Travel Nursing: Tax Home vs. Permanent Residence
C. Mike Emery, RN, CEO
Travel nursing has many perks. In addition to beautiful locations, elegant housing, awesome hospitals, and more nursing jobs than you have probably ever imagined, there is also tax free money. Tax free money is considered by some to be the biggest perk in travel nursing. However, not all nurses qualify to receive tax free money…legally. So what makes one nurse qualify when others do not? The simple determination is whether or not the nurse has a tax home or permanent residence. To help you better understand what each is and the difference, please read the following definitions and examples:
What is a tax home?
Broadly speaking, the definition of “tax home” is the home you return to on a regular basis where you incur substantial and recurring expenses. You should also have strong legal & historical ties. These might include: driver’s license, voter registration, banking, car registration, and mail delivery.
Example 1: Jane Homeowner, RN has a 1400 sq. ft home in North Carolina. She has a mortgage that she pays every month and has cancelled checks to back up her financial expenses of this home. When Jane travels, the expenses to keep this home remain. She pays the mortgage regardless if she is there or not. This is her tax home because when she travels, she will have a duplication of expenses. Therefore, she will be entitled to tax free reimbursements.

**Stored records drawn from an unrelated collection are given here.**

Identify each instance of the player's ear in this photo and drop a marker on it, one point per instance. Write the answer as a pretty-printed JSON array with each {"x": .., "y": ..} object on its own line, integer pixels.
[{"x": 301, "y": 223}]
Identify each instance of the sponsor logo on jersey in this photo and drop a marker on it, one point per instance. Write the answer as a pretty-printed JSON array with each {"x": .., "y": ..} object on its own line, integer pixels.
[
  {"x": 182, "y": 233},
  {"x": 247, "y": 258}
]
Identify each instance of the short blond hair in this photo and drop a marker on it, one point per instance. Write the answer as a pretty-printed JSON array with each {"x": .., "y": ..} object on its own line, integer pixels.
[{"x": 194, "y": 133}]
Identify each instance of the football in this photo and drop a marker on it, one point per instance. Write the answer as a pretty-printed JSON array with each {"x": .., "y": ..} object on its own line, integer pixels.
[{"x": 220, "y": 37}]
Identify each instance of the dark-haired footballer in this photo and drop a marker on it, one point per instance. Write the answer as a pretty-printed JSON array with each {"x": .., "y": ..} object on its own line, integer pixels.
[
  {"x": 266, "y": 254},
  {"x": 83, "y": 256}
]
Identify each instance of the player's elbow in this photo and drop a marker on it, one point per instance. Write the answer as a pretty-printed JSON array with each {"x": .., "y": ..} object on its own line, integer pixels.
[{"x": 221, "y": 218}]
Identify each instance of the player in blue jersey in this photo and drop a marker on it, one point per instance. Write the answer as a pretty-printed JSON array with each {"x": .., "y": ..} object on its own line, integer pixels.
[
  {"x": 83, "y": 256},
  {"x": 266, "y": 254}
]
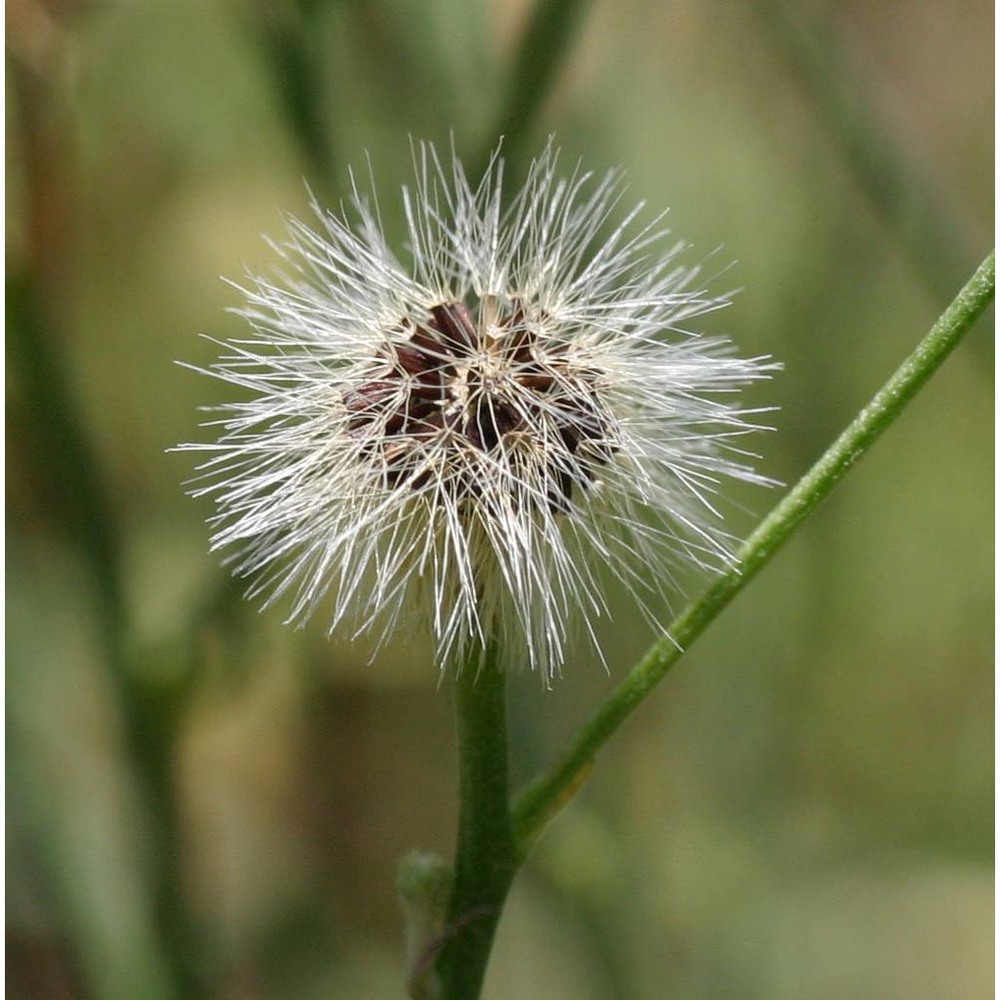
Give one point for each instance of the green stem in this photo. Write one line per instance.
(546, 793)
(486, 855)
(535, 66)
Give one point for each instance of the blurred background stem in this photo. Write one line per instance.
(542, 797)
(69, 470)
(910, 202)
(296, 50)
(533, 70)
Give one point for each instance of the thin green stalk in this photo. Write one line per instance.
(543, 49)
(486, 855)
(545, 794)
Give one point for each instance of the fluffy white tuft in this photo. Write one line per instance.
(483, 432)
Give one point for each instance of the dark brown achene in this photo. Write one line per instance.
(465, 386)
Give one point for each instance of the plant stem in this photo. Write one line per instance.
(486, 856)
(546, 793)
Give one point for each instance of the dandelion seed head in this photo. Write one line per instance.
(480, 434)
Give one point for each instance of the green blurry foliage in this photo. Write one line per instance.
(803, 811)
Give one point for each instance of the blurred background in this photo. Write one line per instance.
(203, 804)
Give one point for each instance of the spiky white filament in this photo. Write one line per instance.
(316, 521)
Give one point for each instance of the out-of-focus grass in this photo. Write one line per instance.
(804, 809)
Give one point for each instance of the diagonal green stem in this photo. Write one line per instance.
(486, 856)
(545, 794)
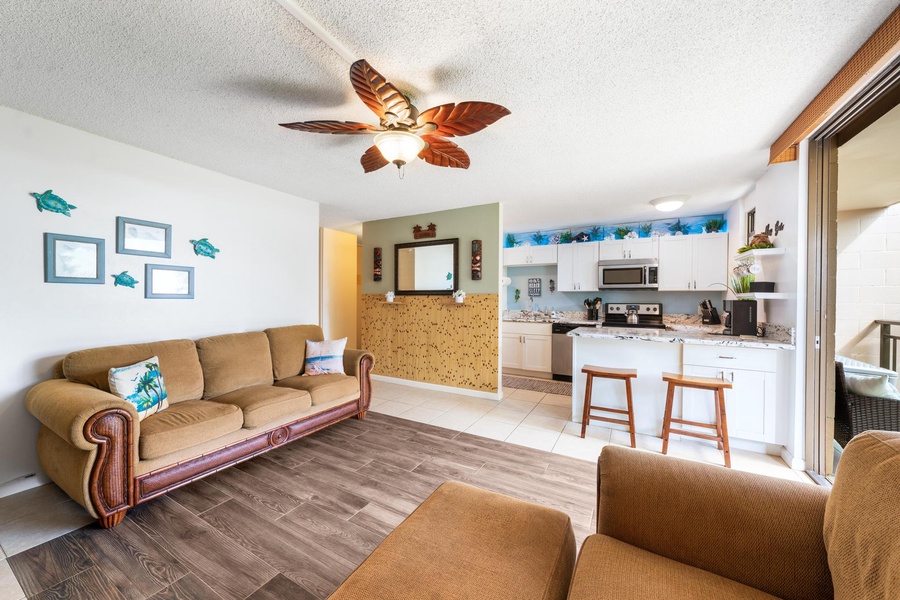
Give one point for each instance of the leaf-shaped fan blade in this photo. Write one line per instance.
(463, 118)
(444, 153)
(372, 160)
(377, 93)
(339, 127)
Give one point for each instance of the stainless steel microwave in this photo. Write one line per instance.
(629, 274)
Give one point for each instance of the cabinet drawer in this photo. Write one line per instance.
(527, 328)
(727, 357)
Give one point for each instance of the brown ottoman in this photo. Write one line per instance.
(464, 542)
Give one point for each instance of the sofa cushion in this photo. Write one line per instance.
(263, 404)
(448, 548)
(288, 346)
(178, 362)
(234, 361)
(185, 424)
(861, 524)
(324, 388)
(608, 568)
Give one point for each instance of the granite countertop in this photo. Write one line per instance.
(686, 334)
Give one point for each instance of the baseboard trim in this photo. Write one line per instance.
(439, 388)
(793, 462)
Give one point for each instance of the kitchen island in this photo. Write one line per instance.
(758, 406)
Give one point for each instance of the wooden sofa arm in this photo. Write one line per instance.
(353, 361)
(760, 531)
(65, 407)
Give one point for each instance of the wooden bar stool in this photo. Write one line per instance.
(608, 373)
(718, 387)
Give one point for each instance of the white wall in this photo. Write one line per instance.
(265, 275)
(868, 279)
(781, 195)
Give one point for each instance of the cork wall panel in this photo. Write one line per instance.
(428, 339)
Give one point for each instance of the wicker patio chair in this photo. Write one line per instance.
(855, 414)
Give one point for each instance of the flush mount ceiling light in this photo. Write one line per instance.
(669, 203)
(403, 132)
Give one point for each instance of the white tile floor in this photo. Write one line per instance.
(542, 421)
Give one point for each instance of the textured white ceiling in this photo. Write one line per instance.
(869, 165)
(613, 103)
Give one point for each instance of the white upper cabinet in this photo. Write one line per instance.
(693, 262)
(577, 267)
(529, 255)
(639, 248)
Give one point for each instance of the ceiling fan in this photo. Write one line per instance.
(403, 132)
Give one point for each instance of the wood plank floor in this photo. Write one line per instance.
(296, 521)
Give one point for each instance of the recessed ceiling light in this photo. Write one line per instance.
(669, 203)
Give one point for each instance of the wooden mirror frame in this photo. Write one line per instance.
(446, 242)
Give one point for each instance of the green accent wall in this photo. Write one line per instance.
(467, 224)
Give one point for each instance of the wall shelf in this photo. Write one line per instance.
(761, 253)
(765, 296)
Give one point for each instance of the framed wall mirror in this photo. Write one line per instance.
(430, 267)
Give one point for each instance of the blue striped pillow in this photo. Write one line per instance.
(324, 357)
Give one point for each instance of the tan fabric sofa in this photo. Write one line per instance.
(669, 528)
(230, 397)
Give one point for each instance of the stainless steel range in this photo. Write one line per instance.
(645, 316)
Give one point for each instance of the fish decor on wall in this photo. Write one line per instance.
(124, 279)
(52, 203)
(204, 248)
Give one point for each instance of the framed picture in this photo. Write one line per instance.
(144, 238)
(751, 224)
(73, 259)
(168, 282)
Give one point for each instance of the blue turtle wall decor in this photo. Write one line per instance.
(124, 279)
(204, 248)
(51, 202)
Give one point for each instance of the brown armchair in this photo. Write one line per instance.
(670, 528)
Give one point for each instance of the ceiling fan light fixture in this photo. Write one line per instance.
(399, 147)
(669, 203)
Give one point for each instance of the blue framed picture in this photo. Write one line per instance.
(168, 282)
(73, 259)
(143, 238)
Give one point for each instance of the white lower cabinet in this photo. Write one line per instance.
(750, 406)
(527, 346)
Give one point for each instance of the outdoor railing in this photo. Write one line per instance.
(888, 345)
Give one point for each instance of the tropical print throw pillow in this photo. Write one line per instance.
(324, 357)
(142, 385)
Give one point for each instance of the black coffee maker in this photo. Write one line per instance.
(741, 317)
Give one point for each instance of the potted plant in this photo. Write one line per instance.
(622, 232)
(714, 225)
(679, 228)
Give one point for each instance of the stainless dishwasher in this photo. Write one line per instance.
(561, 356)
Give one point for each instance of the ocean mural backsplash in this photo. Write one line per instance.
(634, 230)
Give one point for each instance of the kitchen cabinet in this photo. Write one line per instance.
(529, 255)
(693, 262)
(639, 248)
(577, 267)
(750, 406)
(527, 346)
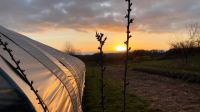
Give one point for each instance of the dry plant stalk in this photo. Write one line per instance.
(129, 21)
(101, 39)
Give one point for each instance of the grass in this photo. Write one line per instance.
(113, 93)
(173, 65)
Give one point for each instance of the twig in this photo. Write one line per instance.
(129, 21)
(23, 75)
(101, 39)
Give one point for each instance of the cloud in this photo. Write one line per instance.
(85, 15)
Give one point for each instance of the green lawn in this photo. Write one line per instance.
(113, 93)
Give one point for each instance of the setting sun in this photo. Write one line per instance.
(120, 48)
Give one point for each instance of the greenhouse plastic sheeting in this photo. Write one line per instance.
(57, 76)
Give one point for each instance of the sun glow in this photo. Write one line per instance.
(120, 48)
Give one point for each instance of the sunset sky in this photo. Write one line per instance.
(58, 22)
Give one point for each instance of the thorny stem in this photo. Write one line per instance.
(23, 75)
(129, 21)
(101, 39)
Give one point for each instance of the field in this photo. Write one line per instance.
(150, 89)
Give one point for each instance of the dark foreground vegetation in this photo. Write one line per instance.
(113, 93)
(170, 64)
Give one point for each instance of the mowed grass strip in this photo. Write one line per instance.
(113, 93)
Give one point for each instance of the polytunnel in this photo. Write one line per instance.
(35, 77)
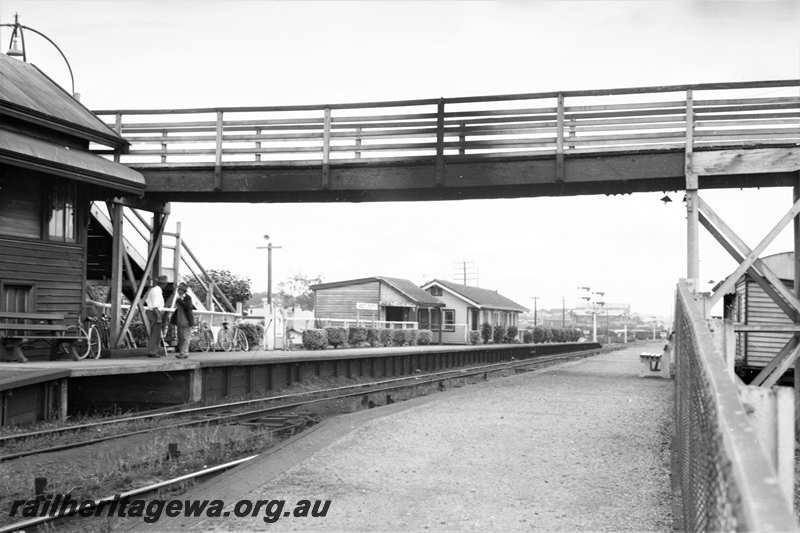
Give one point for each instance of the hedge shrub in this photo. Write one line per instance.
(511, 334)
(315, 339)
(356, 336)
(398, 337)
(336, 336)
(540, 334)
(253, 332)
(373, 337)
(385, 337)
(424, 337)
(486, 332)
(474, 337)
(498, 334)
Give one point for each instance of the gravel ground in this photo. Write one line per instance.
(578, 447)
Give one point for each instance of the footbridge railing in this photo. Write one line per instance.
(562, 122)
(727, 478)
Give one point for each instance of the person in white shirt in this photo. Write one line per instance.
(154, 300)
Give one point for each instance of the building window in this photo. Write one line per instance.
(16, 297)
(61, 213)
(449, 320)
(20, 206)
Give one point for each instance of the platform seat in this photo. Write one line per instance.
(18, 329)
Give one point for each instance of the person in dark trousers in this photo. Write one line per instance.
(154, 300)
(183, 320)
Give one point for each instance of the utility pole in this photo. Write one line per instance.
(269, 247)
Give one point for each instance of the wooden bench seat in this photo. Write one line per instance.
(17, 329)
(651, 359)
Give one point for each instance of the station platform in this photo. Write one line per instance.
(583, 446)
(133, 383)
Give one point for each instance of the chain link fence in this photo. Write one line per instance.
(727, 482)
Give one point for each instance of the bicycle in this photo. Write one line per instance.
(91, 343)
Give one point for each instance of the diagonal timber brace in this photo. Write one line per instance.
(750, 259)
(771, 373)
(735, 246)
(757, 277)
(155, 248)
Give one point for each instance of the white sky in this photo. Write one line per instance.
(139, 54)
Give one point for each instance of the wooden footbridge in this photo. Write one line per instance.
(555, 143)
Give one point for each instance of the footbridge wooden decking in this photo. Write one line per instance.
(556, 143)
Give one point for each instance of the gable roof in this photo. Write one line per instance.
(26, 93)
(408, 288)
(484, 298)
(412, 290)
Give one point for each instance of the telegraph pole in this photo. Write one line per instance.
(269, 247)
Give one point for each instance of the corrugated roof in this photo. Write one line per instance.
(408, 288)
(413, 291)
(36, 154)
(28, 94)
(483, 297)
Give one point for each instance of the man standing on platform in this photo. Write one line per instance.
(183, 319)
(154, 300)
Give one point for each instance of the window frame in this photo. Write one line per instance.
(451, 326)
(47, 212)
(22, 283)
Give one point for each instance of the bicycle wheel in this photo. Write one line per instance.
(205, 340)
(225, 339)
(240, 343)
(95, 342)
(83, 345)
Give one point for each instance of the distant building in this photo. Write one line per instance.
(467, 307)
(749, 304)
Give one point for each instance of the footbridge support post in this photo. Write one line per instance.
(692, 213)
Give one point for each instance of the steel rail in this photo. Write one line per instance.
(357, 390)
(482, 369)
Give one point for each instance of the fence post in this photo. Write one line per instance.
(440, 142)
(118, 129)
(326, 148)
(164, 146)
(218, 154)
(560, 138)
(692, 212)
(772, 413)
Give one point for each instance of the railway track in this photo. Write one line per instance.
(283, 417)
(247, 411)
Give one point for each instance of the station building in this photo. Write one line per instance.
(450, 310)
(48, 179)
(388, 302)
(467, 307)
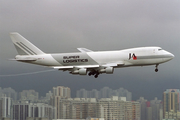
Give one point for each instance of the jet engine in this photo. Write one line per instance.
(80, 71)
(108, 70)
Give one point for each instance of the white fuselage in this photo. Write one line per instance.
(144, 56)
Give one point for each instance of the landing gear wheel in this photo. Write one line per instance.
(156, 70)
(90, 74)
(96, 76)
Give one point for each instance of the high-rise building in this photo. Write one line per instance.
(5, 107)
(21, 111)
(143, 107)
(29, 95)
(9, 92)
(113, 108)
(59, 92)
(105, 92)
(170, 101)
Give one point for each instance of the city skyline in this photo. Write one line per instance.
(10, 92)
(63, 26)
(61, 105)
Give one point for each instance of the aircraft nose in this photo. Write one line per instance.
(170, 55)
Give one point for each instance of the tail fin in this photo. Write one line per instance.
(23, 46)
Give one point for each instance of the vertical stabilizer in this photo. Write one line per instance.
(23, 46)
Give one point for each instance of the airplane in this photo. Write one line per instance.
(87, 61)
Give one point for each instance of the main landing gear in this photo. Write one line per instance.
(156, 70)
(95, 73)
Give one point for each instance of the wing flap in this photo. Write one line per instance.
(75, 67)
(115, 64)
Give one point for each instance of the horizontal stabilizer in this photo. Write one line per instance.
(23, 46)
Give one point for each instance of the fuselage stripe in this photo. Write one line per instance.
(28, 48)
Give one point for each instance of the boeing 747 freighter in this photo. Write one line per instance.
(87, 61)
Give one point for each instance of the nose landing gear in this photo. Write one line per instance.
(95, 73)
(156, 70)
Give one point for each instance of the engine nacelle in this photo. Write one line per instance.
(108, 70)
(80, 71)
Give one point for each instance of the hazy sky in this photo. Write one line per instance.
(63, 25)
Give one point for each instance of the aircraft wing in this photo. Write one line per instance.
(83, 50)
(115, 64)
(71, 67)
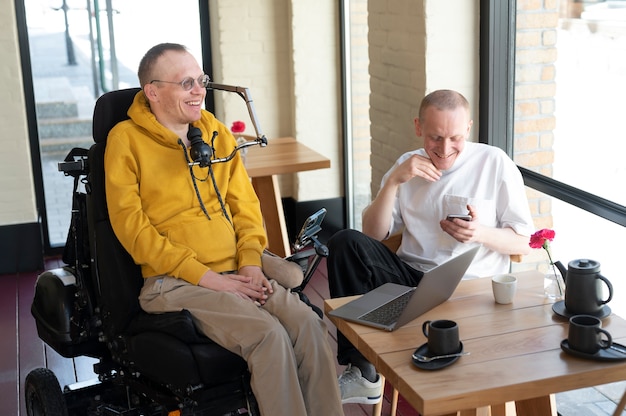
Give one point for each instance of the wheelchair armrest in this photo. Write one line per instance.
(177, 324)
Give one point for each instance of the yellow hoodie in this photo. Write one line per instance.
(154, 209)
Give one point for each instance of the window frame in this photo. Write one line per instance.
(496, 107)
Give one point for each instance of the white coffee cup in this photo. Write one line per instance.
(504, 287)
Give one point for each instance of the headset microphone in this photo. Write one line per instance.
(200, 151)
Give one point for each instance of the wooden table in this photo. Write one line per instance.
(280, 156)
(515, 354)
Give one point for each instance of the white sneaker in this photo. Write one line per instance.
(357, 389)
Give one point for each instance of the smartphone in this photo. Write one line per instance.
(460, 216)
(311, 227)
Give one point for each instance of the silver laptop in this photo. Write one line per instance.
(392, 305)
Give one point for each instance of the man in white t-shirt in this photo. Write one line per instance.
(449, 176)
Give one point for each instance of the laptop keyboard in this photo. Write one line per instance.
(388, 313)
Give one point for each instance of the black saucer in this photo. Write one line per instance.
(435, 364)
(559, 309)
(616, 352)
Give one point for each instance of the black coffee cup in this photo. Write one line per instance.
(585, 334)
(443, 336)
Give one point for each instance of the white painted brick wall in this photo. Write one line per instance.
(17, 197)
(289, 102)
(416, 46)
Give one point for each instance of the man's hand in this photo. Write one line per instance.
(415, 166)
(249, 283)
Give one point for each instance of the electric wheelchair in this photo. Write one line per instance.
(147, 364)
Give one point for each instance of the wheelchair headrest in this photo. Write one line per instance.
(110, 109)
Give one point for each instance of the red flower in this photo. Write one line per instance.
(542, 238)
(238, 127)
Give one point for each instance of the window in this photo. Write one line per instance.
(558, 111)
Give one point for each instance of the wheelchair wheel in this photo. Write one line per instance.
(43, 394)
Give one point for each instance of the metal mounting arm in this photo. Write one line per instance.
(244, 93)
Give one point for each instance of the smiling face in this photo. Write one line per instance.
(174, 107)
(444, 132)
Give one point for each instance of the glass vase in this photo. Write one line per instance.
(553, 283)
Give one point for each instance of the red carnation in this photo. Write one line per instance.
(238, 127)
(541, 238)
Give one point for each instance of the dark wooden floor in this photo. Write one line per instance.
(21, 350)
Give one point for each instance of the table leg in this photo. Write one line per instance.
(268, 192)
(620, 406)
(537, 406)
(378, 407)
(394, 402)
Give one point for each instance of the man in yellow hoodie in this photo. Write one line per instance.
(198, 235)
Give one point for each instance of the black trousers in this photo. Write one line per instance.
(358, 264)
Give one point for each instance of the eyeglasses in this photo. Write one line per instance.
(188, 83)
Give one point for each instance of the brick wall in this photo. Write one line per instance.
(535, 90)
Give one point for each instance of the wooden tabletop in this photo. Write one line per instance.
(515, 353)
(283, 155)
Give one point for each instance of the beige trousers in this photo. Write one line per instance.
(284, 342)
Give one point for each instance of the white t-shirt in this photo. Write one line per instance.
(482, 176)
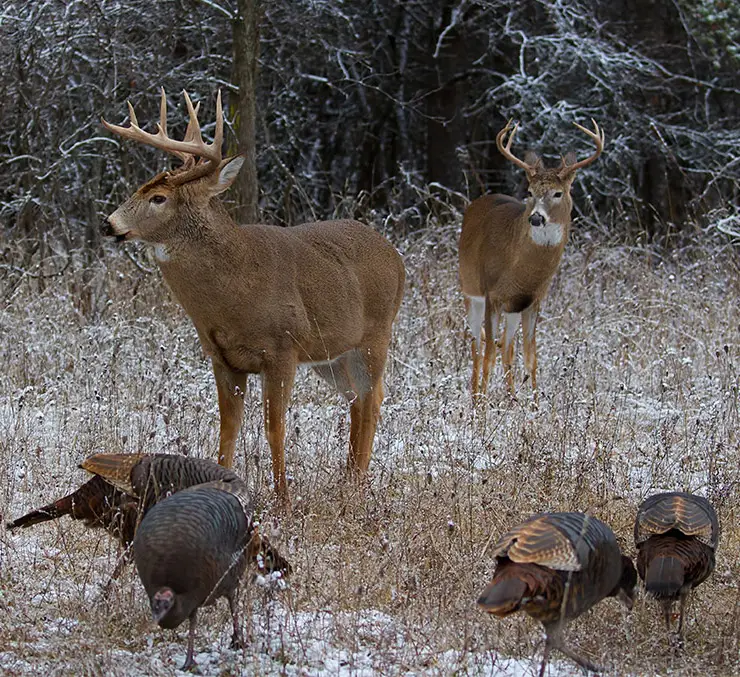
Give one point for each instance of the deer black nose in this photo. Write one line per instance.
(537, 219)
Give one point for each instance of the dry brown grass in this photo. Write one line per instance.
(639, 377)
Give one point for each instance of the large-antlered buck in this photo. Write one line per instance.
(264, 298)
(509, 252)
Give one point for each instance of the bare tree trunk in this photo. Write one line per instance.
(246, 54)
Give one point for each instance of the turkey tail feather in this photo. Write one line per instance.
(664, 576)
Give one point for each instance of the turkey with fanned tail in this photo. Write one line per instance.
(555, 566)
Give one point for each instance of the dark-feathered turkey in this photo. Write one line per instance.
(554, 567)
(676, 535)
(191, 549)
(126, 486)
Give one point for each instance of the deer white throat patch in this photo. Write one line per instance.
(549, 235)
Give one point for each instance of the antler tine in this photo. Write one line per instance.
(218, 136)
(505, 150)
(597, 136)
(163, 112)
(189, 148)
(132, 115)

Example 2: John Renter, RN has a one bedroom apartment in Florida which he pays monthly rent in exchange for the dwelling. He also has cancelled checks, money order receipts, and a lease in his name to demonstrate he pays for the expense of this apartment. As John travels, he will still be responsible to pay for the rent on this apartment. This is his tax home because he will have a duplication of expenses when he travels. Therefore, he is entitled to tax free reimbursements.
Example 3: Robin Sharehouse, RN rents a home and has a room mate. The monthly rent is $1500 and she is responsible for half, or $750. She has proof such as a rental lease in her name, cancelled checks, money order receipts, and some paid in cash receipts, that she maintains a portion of this dwelling. When Robin travels, she is still financially responsible for her share of the dwelling. This is her tax home because she will have a duplication of expenses while she travels. Therefore she will be entitled to tax free reimbursements.